Kuwabara S, Kai M R, Nagase H, Hattori T
Department of Neurology, Chiba University School of Medicine, Chiba, Japan.
Eur Neurol. 1999;41(3):163-7. doi: 10.1159/000008042.
To assess the clinical and electrophysiological features of n-hexane neuropathy caused by addictive inhalation, 4 patients were studied in the progressive phase. The neurological manifestations were characterized by subacute predominantly motor polyneuropathy and disease progression despite discontinuance of the chemicals, which were similar to those reported in industrial exposure, although with a severer degree associated with anorexia and body weight loss. Electrophysiological studies showed that all showed multifocal conduction block and profound conduction slowing, as well as features of axonal degeneration. Sural nerve biopsy showed axonal loss, axonal swelling, and thin myelin probably due to retraction by axonal swelling. n-Hexane abuse causes severe subacute polyneuropathy. The mixed axonal and demyelinating electrophysiological features were consistent with peculiar pathological findings. Conduction block, probably due to paranodal myelin retraction or ongoing wallerian degeneration, is very frequent and could be responsible for the clinical deficits, especially in the early phase of illness.

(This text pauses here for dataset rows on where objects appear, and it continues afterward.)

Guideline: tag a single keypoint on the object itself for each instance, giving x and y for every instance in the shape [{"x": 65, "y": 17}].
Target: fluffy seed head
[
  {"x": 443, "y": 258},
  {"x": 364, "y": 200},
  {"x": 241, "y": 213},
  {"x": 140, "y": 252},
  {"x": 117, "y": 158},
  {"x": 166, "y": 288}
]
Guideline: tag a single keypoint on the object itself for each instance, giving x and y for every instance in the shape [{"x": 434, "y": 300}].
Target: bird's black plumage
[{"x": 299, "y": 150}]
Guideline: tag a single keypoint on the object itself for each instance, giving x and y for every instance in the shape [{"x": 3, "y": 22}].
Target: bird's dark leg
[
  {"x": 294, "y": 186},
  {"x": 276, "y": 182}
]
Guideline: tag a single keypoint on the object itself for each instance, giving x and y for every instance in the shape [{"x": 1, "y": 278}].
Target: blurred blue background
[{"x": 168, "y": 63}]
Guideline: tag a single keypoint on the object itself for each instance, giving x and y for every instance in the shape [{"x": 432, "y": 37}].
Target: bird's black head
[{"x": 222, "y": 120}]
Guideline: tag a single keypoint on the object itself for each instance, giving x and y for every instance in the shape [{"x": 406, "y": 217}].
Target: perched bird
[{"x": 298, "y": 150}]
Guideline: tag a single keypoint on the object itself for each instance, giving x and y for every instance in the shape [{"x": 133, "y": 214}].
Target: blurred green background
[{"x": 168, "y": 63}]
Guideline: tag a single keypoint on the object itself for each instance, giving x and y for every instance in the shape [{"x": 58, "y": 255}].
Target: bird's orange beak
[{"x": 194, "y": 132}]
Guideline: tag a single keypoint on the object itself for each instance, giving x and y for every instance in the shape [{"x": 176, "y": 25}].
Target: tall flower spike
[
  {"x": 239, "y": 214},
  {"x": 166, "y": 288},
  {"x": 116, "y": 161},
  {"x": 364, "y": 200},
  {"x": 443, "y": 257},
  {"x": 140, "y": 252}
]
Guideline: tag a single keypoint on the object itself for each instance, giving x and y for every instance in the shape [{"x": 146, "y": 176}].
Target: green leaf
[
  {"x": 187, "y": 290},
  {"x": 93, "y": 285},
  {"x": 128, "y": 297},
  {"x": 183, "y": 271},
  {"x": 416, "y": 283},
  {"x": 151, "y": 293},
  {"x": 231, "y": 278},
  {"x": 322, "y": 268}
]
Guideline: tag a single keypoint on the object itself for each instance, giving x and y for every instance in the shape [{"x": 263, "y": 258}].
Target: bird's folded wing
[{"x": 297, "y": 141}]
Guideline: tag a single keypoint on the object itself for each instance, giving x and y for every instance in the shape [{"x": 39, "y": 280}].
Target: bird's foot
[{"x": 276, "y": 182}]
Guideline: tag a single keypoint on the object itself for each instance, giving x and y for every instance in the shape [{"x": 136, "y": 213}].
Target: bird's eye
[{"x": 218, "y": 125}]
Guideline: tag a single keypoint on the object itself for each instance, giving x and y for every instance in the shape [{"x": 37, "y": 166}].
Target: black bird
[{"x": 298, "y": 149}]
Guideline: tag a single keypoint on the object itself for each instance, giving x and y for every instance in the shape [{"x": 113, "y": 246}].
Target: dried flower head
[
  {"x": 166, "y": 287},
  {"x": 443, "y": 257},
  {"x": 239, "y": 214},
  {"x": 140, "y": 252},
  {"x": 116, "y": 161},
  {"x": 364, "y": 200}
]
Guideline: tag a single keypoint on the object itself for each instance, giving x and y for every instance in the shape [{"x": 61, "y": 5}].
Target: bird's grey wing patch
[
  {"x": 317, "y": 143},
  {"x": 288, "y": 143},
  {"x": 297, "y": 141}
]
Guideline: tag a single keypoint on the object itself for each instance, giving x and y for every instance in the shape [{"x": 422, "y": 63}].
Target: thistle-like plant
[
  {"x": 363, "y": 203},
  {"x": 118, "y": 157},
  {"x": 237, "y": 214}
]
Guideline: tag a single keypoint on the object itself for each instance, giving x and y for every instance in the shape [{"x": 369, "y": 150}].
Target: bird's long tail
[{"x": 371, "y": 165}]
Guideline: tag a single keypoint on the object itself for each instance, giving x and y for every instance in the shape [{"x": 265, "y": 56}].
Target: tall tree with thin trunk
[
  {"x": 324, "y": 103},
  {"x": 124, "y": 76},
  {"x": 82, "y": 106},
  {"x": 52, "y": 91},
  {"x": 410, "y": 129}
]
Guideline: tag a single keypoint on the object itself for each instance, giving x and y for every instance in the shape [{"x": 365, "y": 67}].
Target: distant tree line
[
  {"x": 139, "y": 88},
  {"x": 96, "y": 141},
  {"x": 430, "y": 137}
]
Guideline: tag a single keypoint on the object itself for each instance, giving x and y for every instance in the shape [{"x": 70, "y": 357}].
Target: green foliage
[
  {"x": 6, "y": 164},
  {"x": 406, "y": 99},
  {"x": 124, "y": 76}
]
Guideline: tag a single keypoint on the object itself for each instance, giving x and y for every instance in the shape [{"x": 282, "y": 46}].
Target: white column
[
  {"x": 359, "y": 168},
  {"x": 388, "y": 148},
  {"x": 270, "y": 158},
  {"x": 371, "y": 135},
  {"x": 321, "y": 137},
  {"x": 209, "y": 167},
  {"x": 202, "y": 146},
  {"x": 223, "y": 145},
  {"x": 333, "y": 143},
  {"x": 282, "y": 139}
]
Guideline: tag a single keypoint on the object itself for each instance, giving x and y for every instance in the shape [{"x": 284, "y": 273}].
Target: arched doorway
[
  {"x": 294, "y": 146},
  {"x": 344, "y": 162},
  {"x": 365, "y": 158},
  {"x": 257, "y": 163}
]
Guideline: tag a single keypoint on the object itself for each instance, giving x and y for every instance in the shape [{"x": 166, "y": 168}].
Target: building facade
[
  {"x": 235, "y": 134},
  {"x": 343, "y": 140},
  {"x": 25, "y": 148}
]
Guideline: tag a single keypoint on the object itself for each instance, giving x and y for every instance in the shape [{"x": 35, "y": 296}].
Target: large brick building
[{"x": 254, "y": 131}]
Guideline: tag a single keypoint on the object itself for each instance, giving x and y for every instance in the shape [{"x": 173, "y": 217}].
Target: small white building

为评估成瘾性吸入所致正己烷神经病的临床和电生理特征,对4例处于疾病进展期的患者进行了研究。神经学表现以亚急性为主的运动性多发性神经病为特征,尽管停止接触化学物质,但疾病仍在进展,这与工业接触中报道的情况相似,不过程度更严重,伴有厌食和体重减轻。电生理研究显示,所有患者均表现为多灶性传导阻滞和严重的传导减慢,以及轴索性变性的特征。腓肠神经活检显示轴突丢失、轴突肿胀以及可能因轴突肿胀回缩所致的薄髓鞘。正己烷滥用会导致严重的亚急性多发性神经病。轴索性和脱髓鞘性混合的电生理特征与特殊的病理表现一致。传导阻滞可能由于结旁髓鞘回缩或正在进行的华勒氏变性,非常常见,可能是临床缺陷的原因,尤其是在疾病早期。